Nina Bawden (above) wrote some 50 books during her career.
Published in 1973, Carrie's War was her most famous work, based on her World War II evacuation to south Wales.She was also nominated for the Booker Prize in 1987 for Circles of Deceit.
In 2002, her husband was killed and she was badly injured in the Potters Bar train crash. She died at her London home on Wednesday surrounded by family.
Bawden was regarded as one of the few modern novelists to write successfully for both adults and children, and was admired for her insightful depictions of childhood and complicated family relationships.
She once said she liked writing for children because "most people underestimate their understanding and the strength of their feelings and in my books for them I try to put this right".
Playwright Sir David Hare, who portrayed Bawden in his play The Permanent Way, paid tribute to her as "an uncomplicatedly good woman, whose long fight to obtain justice for the victims of the Potters Bar crash was a model of eloquence, principle and human decency".
Bawden's publisher Lennie Goodings called the author "a gently fierce, clever, elegant, wickedly funny woman".
"She wrote slim books but they were powerful and extraordinarily acute observations about what makes us human," Goodings said. "She was a wonderful storyteller and she was writing to the end."

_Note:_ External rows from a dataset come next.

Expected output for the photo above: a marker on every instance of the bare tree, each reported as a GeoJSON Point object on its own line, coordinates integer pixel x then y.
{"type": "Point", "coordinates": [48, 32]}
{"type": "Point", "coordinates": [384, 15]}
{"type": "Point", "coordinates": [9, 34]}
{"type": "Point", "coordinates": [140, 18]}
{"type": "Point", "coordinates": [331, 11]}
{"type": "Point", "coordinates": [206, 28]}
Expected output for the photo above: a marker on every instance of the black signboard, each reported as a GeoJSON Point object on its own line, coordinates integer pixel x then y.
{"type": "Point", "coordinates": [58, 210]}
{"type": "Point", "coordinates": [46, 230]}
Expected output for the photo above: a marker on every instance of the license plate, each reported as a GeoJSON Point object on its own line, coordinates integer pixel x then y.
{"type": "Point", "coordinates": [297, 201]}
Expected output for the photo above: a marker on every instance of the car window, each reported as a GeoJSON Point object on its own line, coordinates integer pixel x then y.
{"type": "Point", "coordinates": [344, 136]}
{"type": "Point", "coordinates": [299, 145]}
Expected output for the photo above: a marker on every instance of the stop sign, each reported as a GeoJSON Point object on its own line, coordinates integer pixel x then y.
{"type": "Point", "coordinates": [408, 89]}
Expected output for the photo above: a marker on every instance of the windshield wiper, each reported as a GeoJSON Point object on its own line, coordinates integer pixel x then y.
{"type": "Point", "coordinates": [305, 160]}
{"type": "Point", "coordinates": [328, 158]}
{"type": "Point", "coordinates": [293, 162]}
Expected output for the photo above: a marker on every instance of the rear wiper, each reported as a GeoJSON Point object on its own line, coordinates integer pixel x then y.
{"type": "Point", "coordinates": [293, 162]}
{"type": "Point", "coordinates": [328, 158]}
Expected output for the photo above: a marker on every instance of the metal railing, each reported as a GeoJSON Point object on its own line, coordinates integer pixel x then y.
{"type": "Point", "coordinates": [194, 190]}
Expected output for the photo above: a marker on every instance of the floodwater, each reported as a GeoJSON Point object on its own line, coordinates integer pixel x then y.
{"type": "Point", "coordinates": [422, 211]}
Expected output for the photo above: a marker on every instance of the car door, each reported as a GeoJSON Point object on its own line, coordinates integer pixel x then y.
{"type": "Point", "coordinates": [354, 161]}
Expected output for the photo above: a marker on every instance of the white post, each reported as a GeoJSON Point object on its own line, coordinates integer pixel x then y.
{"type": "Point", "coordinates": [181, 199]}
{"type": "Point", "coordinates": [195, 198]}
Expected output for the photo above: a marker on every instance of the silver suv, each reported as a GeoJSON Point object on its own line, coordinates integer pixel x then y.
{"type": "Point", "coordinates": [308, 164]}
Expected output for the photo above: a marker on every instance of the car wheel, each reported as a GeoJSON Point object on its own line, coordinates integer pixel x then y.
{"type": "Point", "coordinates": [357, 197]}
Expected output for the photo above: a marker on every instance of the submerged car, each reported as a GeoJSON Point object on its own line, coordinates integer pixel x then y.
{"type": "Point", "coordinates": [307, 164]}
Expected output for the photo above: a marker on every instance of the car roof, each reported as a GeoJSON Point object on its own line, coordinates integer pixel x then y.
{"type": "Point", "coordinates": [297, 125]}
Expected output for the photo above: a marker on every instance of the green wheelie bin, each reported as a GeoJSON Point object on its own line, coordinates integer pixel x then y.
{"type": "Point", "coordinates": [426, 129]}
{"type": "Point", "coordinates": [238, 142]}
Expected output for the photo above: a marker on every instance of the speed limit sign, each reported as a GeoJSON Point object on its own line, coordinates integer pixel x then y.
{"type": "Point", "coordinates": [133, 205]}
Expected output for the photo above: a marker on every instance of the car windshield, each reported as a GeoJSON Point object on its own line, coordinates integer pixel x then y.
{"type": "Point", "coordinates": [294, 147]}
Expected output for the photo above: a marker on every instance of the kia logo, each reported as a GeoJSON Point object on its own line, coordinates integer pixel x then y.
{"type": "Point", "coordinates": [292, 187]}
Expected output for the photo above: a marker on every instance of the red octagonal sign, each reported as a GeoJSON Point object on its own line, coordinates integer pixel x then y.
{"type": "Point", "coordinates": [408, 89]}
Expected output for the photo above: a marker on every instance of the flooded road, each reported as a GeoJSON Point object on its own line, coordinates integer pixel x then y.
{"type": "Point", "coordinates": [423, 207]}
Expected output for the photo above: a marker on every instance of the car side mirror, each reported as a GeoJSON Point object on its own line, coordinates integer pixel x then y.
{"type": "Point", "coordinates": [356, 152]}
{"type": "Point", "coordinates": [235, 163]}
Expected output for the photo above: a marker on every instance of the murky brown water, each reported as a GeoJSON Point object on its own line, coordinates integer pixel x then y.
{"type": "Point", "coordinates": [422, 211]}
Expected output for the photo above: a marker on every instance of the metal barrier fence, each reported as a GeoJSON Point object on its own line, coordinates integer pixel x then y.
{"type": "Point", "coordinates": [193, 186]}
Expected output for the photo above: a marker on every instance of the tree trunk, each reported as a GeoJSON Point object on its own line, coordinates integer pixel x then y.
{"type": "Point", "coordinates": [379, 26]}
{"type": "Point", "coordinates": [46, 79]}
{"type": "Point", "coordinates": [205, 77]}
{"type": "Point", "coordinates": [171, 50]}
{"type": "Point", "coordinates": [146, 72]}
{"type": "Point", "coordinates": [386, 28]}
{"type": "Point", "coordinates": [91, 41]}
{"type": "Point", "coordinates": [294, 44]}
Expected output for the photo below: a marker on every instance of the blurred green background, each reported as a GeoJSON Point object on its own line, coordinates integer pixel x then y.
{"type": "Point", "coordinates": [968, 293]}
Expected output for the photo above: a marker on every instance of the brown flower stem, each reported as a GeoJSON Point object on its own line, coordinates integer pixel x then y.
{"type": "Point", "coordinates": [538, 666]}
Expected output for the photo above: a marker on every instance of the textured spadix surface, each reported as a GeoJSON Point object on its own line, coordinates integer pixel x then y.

Francesca Dow, managing director of Penguin children's division, described Bawden as "a wonderful storyteller, brilliant at stepping into the minds of her characters and conjuring up a powerful sense of time and place".
Born Nina Mary Mabey in Ilford, Essex, in 1925, Bawden was evacuated at the age of 14, first to Ipswich and then south Wales.
The experience provided the template for Carrie's War, about the girl sent to live in a mining town, which was later added to the school curriculum. It was adapted twice for television by the BBC, while a stage production ran in the West End in 2009.